その主な個展には「Liu Jianhua: Metaphysical Objects」(Fosun Foundation
Shanghai、上海、中国、2022)、「Liu Jianhua」(Pace
Gallery、パロアルト、アメリカ、2019)などがあり、第57回ヴェネチア・ビエンナーレ(イタリア、2017)、奥能登国際芸術祭(石川、2017)などの芸術祭に加え、今年開催される第14回光州ビエンナーレ(韓国、2023)にも参加する予定だ。その作品は、ポンピドゥー・センターやテート・モダン、ニューヨーク近代美術館などに収蔵されている。
本展のタイトル「中空を注ぐ」は、なかが空洞の陶磁器のかたちや流動的な釉薬を連想させながら、意味も内容もない「無意味さ」を作品に込めた劉の制作への姿勢を示している。空虚な「もの」や「こと」が広がっていく現代のありさまともつながっており、繊細で脆い陶磁器が空虚さに満ちた現代を語る。
メインとなる展示室では、ペットボトルや靴などの日用品を磁器で制作した《Discard》(2001-15)が展示。現代人が土に還らない素材に囲まれて生活していることや、処分できないものを蓄積し続けている現状を想像させるというものだ。

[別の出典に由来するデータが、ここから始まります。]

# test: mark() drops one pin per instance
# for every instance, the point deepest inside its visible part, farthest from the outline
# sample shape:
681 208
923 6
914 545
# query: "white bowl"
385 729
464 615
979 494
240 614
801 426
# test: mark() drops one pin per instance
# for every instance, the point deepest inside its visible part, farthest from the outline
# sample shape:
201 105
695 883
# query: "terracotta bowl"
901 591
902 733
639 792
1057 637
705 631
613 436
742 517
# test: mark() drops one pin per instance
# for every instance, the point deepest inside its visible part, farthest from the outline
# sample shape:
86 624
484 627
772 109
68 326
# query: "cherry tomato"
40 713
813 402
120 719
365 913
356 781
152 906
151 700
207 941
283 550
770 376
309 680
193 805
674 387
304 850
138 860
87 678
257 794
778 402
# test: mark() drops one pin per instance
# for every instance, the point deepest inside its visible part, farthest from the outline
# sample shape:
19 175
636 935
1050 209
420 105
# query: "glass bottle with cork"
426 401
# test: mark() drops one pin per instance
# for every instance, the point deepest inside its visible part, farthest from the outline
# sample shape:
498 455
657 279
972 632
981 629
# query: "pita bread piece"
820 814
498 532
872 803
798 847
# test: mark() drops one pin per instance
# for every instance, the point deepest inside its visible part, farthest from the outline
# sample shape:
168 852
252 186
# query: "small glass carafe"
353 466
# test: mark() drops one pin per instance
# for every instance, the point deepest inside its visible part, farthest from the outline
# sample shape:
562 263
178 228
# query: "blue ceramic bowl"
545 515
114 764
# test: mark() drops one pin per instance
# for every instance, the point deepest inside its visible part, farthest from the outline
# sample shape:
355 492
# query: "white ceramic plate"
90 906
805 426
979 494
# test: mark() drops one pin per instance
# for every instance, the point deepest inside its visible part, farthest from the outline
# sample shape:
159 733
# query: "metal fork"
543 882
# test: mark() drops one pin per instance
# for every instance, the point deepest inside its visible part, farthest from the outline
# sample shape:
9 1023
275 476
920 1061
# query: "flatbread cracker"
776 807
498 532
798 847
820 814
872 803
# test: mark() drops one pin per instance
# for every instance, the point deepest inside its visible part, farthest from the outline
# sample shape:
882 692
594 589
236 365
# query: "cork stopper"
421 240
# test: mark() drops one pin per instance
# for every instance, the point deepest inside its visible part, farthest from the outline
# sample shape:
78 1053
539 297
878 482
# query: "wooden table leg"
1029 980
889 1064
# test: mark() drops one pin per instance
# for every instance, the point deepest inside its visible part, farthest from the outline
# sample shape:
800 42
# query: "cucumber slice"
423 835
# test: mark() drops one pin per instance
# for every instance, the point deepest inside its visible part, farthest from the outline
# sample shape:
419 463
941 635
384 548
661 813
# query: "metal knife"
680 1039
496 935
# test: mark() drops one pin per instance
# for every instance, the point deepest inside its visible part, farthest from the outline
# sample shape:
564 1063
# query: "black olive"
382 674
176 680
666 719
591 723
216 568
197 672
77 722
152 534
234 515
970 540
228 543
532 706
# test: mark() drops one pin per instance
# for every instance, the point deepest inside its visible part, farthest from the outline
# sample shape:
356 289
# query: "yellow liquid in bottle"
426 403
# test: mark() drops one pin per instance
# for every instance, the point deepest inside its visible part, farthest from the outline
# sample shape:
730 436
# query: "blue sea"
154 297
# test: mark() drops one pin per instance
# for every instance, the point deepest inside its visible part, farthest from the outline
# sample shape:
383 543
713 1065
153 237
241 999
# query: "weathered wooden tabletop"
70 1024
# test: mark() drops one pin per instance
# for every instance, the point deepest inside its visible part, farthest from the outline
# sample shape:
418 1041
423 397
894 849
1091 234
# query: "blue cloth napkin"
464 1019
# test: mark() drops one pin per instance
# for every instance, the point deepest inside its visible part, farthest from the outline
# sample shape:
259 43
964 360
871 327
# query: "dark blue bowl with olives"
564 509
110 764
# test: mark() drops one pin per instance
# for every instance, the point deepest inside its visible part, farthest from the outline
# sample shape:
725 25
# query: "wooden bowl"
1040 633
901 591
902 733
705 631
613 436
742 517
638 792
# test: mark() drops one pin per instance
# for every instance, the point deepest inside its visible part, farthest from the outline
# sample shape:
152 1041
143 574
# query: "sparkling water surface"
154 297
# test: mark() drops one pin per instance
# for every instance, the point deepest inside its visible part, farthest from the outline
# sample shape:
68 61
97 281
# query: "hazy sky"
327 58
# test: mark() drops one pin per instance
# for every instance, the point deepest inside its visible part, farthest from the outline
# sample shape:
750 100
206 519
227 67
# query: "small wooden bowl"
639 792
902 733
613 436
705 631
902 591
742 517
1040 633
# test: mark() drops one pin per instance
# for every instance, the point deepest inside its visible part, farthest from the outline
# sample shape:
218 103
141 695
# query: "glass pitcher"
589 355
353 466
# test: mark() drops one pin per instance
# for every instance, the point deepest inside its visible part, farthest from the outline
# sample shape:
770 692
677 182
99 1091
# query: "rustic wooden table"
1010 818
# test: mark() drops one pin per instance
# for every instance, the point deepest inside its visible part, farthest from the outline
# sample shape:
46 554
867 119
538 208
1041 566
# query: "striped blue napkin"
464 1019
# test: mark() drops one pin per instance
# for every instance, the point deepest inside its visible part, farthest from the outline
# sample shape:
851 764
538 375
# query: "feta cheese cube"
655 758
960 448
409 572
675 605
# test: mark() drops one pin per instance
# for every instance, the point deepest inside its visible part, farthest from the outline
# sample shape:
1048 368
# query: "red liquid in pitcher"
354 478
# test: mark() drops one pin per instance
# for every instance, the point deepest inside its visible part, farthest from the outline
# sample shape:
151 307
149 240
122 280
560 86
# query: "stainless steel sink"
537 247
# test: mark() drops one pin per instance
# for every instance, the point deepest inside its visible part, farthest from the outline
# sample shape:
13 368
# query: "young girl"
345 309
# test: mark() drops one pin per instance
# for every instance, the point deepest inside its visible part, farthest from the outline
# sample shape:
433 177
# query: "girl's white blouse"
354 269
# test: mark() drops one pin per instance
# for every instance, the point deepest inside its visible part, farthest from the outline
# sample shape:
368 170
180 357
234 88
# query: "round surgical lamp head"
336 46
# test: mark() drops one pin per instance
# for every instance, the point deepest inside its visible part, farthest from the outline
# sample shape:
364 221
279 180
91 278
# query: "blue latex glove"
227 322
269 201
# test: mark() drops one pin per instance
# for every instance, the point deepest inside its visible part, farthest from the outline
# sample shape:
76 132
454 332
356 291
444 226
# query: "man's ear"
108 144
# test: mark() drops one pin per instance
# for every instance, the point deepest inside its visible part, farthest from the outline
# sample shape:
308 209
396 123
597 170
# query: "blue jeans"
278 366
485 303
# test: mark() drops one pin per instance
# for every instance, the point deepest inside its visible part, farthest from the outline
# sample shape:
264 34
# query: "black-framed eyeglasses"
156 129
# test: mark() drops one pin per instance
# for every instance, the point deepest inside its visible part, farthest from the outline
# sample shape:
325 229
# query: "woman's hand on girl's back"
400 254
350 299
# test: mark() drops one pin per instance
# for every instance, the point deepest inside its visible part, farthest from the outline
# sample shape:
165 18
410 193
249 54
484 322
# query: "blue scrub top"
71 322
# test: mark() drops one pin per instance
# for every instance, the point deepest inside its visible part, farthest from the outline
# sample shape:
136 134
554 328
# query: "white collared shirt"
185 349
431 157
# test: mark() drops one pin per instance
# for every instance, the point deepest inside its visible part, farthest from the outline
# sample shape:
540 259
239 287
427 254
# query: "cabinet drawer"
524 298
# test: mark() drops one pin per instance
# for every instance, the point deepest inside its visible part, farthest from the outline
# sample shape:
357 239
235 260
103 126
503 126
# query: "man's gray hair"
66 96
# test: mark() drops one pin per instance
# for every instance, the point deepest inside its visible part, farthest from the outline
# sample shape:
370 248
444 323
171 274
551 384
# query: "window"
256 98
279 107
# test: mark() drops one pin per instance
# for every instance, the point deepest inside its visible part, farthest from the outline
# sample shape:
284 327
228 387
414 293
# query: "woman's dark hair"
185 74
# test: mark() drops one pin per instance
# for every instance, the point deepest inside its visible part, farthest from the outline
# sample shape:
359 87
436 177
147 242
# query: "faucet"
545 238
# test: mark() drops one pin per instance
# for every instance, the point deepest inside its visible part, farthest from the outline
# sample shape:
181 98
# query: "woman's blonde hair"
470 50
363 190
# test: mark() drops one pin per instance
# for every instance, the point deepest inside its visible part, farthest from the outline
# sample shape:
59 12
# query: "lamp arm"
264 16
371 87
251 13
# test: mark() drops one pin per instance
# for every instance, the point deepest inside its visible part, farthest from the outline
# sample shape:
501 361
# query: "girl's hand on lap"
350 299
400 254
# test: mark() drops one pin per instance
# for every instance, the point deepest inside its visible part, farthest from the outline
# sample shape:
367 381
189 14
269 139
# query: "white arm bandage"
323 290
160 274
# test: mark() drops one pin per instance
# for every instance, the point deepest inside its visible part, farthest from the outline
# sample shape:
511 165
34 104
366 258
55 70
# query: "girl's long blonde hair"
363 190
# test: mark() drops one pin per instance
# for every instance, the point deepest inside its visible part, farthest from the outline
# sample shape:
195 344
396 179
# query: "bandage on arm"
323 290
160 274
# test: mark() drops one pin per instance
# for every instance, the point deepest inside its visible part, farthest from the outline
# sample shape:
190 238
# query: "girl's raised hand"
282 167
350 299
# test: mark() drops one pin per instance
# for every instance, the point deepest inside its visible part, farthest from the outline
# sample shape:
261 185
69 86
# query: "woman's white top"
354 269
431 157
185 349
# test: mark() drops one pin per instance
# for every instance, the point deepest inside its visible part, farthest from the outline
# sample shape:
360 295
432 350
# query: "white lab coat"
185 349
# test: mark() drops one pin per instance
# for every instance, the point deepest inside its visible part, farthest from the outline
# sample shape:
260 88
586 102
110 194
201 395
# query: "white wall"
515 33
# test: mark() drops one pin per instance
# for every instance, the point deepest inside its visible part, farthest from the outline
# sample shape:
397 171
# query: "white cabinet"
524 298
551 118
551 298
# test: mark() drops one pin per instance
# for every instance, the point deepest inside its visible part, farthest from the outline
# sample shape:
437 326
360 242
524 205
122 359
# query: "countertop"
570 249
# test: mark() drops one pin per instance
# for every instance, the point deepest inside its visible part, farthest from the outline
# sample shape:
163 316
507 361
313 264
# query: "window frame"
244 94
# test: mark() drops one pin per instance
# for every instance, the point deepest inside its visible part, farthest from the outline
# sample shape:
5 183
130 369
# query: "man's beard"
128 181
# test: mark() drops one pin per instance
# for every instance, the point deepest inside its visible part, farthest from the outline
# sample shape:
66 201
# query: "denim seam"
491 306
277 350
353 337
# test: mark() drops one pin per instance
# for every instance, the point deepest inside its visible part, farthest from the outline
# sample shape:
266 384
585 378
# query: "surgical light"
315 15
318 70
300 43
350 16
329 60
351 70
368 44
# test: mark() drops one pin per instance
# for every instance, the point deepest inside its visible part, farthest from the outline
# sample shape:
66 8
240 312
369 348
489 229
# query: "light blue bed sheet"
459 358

また、瓶や壺の口と首の部分だけを切り取った最新作《Porcelain Tower》(2021-22)や、同館の常設作品である劉の《Mark in the
Space》(2010)の造形ともつながる浮遊する枕《Regular/Fragile》(2001-03)、壁につたう墨汁や陶器の仕上げに使う流動的な釉薬を思わせる《Trace》(2011)など、初期から近年までの作品が展示される。